Converting Data file to CSV file and read through Jupyter notebook
Hi Welcome ,This was my first blog, so thanks for medium platform to providing this opportunity. since I was very passionate in learning new technologies and I love to share the stuff which I came across my learning. In this blog I am going to share how to convert the Data File in to the CSV file and read it in Jupiter Notebook.
1.Datasets Extraction
There are various free sources where we can get data of any domain and infer the business insights. Below I am listing the various useful resource where we can extract the datafiles for our projects.

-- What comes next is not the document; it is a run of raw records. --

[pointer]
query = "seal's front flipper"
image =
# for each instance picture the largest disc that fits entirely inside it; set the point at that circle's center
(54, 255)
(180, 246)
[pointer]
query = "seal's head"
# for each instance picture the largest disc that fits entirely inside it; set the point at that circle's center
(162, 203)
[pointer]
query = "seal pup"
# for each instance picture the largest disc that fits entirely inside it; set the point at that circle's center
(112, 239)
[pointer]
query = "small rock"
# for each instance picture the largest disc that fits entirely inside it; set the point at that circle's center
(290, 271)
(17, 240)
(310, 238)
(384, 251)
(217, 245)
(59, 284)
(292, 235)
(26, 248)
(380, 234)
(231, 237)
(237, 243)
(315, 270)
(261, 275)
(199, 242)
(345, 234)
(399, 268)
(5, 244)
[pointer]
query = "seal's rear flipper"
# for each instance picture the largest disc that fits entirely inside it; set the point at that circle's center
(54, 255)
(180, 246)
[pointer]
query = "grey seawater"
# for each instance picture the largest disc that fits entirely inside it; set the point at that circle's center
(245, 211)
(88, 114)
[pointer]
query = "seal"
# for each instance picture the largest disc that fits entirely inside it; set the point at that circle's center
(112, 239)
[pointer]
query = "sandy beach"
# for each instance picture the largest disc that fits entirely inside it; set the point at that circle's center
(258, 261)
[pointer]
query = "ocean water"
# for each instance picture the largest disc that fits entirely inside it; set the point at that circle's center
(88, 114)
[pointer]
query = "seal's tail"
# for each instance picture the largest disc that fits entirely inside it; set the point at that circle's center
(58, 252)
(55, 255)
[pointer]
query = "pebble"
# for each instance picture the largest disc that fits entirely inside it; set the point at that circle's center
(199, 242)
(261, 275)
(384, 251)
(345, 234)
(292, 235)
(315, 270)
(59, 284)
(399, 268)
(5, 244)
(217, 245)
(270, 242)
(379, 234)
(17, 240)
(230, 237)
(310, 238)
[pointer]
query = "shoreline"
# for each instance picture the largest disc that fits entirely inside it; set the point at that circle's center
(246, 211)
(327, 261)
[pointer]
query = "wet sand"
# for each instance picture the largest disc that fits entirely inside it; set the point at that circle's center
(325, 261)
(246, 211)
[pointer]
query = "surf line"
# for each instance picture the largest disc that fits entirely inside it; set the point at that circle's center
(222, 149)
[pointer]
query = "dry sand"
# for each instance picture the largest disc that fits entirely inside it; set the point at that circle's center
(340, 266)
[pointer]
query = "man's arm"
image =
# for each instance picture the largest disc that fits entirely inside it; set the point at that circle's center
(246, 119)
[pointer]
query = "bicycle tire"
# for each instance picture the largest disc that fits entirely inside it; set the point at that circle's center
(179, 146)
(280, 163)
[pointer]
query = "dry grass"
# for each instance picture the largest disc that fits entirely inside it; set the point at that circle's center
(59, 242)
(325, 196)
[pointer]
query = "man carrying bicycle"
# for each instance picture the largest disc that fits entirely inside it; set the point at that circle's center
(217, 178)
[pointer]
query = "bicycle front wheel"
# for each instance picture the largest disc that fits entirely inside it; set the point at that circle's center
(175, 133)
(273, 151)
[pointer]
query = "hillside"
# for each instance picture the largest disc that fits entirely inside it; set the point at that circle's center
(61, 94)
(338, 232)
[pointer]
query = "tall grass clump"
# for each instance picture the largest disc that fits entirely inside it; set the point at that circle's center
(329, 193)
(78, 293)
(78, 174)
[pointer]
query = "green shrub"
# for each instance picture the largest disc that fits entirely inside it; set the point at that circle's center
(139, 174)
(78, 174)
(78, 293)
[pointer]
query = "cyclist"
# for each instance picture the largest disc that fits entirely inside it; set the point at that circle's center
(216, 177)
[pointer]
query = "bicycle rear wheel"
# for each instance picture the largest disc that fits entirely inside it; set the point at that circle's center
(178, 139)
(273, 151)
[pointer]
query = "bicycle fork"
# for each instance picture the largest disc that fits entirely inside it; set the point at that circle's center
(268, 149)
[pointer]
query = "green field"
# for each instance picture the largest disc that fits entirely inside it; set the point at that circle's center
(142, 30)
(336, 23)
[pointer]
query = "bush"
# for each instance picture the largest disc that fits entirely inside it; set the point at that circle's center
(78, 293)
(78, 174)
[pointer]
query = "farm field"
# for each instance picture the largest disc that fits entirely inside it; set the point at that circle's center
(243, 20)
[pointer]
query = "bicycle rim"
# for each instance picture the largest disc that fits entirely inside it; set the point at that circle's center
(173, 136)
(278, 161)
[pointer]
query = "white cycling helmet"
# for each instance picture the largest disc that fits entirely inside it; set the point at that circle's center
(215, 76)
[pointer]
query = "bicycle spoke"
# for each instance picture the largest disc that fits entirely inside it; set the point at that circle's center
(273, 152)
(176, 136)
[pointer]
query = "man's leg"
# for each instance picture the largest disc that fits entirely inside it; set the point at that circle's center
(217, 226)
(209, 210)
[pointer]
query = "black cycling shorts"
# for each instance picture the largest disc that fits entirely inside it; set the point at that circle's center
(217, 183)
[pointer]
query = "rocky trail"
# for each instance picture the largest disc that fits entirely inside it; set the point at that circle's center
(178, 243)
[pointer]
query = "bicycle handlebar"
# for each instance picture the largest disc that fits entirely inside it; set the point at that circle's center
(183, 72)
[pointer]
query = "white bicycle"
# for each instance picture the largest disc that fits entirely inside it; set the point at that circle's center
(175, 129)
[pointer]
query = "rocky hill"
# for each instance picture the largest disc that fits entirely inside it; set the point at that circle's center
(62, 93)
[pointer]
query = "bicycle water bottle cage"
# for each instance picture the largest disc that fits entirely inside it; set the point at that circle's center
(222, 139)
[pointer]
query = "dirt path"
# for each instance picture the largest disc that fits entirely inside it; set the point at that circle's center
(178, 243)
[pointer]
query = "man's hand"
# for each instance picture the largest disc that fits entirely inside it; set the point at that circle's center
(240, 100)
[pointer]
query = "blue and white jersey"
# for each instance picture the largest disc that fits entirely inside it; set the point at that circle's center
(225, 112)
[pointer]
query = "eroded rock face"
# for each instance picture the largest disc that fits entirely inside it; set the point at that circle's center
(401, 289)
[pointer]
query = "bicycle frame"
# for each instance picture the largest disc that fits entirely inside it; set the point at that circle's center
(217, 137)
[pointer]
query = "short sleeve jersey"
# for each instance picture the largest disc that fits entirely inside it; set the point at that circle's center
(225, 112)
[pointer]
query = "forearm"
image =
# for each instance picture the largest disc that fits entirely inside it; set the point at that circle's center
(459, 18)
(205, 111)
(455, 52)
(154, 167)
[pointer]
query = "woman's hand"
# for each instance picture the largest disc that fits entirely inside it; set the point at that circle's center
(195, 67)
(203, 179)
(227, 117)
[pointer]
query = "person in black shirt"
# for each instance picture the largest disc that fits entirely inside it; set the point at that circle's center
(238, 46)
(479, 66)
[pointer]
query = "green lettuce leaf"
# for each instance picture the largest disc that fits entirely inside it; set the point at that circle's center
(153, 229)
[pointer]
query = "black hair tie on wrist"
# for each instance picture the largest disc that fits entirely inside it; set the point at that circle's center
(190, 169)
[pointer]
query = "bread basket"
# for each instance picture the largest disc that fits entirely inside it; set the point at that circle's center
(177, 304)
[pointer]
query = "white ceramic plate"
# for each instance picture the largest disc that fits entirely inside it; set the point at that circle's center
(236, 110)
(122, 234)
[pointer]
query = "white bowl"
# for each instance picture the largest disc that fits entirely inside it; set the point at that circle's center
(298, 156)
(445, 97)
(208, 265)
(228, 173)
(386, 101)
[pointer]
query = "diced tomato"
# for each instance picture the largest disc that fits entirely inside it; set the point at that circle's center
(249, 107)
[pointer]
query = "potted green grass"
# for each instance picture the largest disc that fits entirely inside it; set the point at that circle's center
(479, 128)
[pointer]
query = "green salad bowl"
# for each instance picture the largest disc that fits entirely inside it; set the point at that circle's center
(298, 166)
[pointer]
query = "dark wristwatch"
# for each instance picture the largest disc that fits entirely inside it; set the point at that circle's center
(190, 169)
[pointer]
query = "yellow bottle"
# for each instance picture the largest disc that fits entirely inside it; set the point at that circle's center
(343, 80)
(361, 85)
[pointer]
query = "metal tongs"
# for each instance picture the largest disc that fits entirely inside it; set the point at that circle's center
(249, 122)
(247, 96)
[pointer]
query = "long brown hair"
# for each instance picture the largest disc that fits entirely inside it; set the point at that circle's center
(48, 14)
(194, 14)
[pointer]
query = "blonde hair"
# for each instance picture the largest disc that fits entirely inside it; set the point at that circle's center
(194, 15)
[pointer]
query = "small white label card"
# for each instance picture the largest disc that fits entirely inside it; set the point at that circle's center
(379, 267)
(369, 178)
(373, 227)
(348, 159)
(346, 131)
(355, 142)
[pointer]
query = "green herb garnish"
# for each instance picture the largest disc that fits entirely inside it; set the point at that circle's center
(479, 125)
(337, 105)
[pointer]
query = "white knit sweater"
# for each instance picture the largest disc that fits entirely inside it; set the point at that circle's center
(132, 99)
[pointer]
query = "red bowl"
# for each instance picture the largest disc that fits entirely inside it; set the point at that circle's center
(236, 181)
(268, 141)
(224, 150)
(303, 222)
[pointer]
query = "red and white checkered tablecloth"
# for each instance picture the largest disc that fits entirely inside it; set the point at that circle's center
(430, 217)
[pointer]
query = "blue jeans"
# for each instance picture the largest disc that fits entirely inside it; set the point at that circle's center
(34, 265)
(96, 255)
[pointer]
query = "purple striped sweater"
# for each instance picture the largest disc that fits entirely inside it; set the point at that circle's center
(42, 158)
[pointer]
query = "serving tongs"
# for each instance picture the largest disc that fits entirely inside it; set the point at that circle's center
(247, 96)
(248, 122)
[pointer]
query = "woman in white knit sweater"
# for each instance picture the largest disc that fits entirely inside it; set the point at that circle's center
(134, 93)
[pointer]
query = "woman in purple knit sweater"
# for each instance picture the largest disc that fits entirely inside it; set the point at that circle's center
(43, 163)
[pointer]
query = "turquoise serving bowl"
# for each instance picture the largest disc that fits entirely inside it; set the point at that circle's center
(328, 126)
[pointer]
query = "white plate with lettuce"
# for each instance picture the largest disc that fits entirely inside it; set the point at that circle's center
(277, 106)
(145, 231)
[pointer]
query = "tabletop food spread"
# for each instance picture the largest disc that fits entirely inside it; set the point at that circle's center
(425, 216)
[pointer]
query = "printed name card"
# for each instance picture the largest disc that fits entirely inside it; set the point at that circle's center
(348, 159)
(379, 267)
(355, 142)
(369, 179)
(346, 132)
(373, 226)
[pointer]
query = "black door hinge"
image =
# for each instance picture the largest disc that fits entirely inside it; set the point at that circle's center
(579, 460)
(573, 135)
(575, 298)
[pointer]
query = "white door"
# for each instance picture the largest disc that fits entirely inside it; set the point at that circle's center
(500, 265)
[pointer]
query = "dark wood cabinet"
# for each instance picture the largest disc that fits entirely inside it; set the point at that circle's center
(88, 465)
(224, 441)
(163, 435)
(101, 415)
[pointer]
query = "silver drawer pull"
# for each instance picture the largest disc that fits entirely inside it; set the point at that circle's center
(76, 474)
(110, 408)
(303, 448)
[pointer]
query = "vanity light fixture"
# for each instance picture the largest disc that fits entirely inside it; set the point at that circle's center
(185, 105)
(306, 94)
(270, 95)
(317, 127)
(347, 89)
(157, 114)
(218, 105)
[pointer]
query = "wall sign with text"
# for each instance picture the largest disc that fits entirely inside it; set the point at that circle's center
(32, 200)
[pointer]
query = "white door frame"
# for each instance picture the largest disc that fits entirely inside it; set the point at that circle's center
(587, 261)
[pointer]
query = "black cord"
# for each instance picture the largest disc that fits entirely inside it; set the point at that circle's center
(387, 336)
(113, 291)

- Kaggle:https://www.kaggle.com/tags/web-sites
- UCI Machine Learning: Repository :https://archive.ics.uci.edu/ml/index.php
- Data World:https://data.world/datasets/website
- Government data:https://data.gov.in/
2 .Data file to CSV file through excel
Some of the data file you download may not be in the condition where you cannot directly work with platform, it may be unstructured, In order to convert it into better readable form you need to convert it into structured data. Here I will show how we are going to convert the unstructured data file to structured csv file and use it in the Jupyter platform where it is helpful for the data scientist and data analyst to make his/her work simple.
STEP 1: Download the file from data source to local desktop
STEP 2: Convert the Data file to Notepad
STEP 3: Open the notepad file and copy the content and paste in Excel
STEP 4: Change the content to structured format
After modification save the file and convert to comma separated values(csv) and store it in local desktop…
Read through Jupyter Notebook without changing anything in excel using python code.
open the jupyter notebook and type the following commands to import the csv file.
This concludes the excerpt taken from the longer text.